BNY Mellon revealed last week that some of its institutional customers would be able to hold and transfer bitcoin and ether on its new crypto custody platform, which is available in the US. More recently, Mastercard unveiled on Monday an upcoming program that is set to help banks and financial tech companies gain access to buy, hold and sell certain cryptoassets. 

Roughly two-thirds of respondents of Mastercard’s 2022 New Payments Index — published in June — reported a preference for their current financial institution to offer crypto-related services.

Alexey Demyanov, a managing director at Bank of America, said during the panel that people often want to further the relationship with a bank they trust rather than moving business elsewhere.

“As much as the whole idea is to remove trust in a central party or trust in an intermediary, it is efficient, convenient and safe to add a next relationship…with the same institution,” he said. 

Panelists noted that the worlds of traditional finance and disruptive blockchain technology are set to inevitably meet and become interwoven over time. 

Following the collapse of Three Arrows Capital and others earlier this year, Previn Singh, head of Credit Suisse’s Distributed Ledger Technology Centre of Competency, said capital liquidity buffers, for example, might have come in handy for some of those players.  

“I think there’s this slightly cartoonish picture painted in regards to competition where it’s TradFi versus DeFi and never the two shall meet,” Singh said. “I’m really starting to think that will never be the case — there’s the best of both worlds that you can use.”

Regulation will be key

Executives on the panel noted that while venture-capital-funded financial tech companies, for example, might be able to take more risks by moving into a mostly unregulated space, the bar for banks and large asset managers is much higher.

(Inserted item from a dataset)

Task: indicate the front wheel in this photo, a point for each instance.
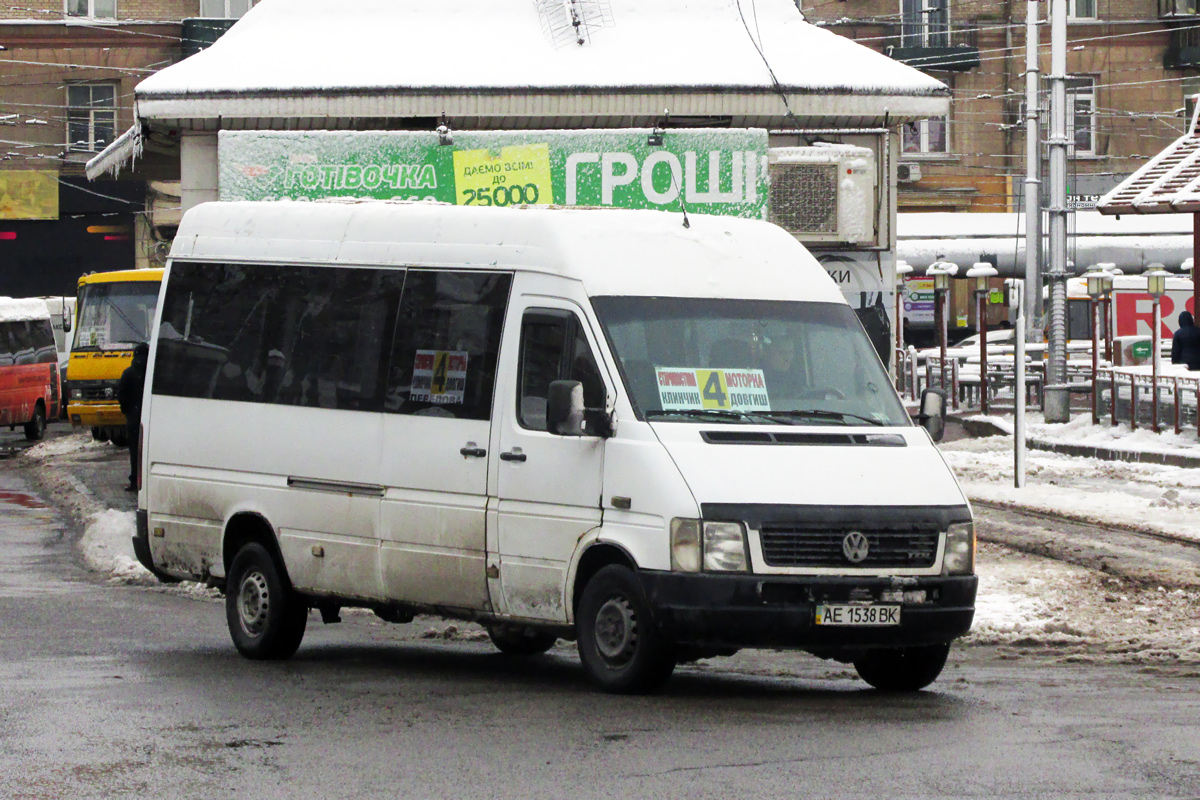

European lawmakers last week voted in favor of the Markets in Crypto Assets bill (MiCA) that is slated to introduce provisions on supervision, consumer protection and environmental safeguards for cryptoassets. The laws are set to come into effect in 2024.

Meanwhile, the US is still working on how best to regulate the space. President Biden signed an executive order in March tasking government agencies with weighing the risks and potential for digital assets. The White House published a crypto framework last month that calls for further study around issues such as central bank digital currencies (CBDCs), DeFi and NFTs. 

“Until there is regulation, I think many of the big banks will probably not touch it, but there are other areas around this space that we can definitely be looking at and that we are looking at,” Rita Martins, head of fintech partnerships at HSBC, said during the panel.

London-based financial services titan HSBC acquired virtual real estate in The Sandbox earlier this year as part of a larger partnership with the metaverse to engage with sports, esports and gaming fans. 

“It’s almost like we moved from the technology side to more around the experiments and what are the new experiments that we could give to the customers within this space,” Martins said.   

Moves by BNY Mellon, Mastercard bullish for space

Despite regulation still needing to be sorted out, BNY Mellon and Mastercard’s latest announcements signal that large institutions are getting prepared to delve deeper into the crypto space.

Serhii Zhdanov, CEO of crypto exchange EXMO, called Mastercard’s upcoming program a “logical move,” adding that the payments giant understands that crypto could outgrow its existing industry. 

“As both Mastercard and Visa have been working with crypto for years now, their processes are already in place and have been sufficiently tested,” Zhdanov told Blockworks in an email. “For the banks, it’s a no-brainer if Mastercard says, ‘We take compliance issues.’ I expect crypto will be a part of every bank’s product line soon.”

Crypto was until recently viewed as “antagonistic” for the traditional banking and payments industries, according to Hugo Feiler, CEO of blockchain protocol Minima. 

“Now, integrating them with mainstream payment mechanisms will make it easier for those holding crypto to utilize it and break down the barriers between the crypto and TradFi systems,” he said.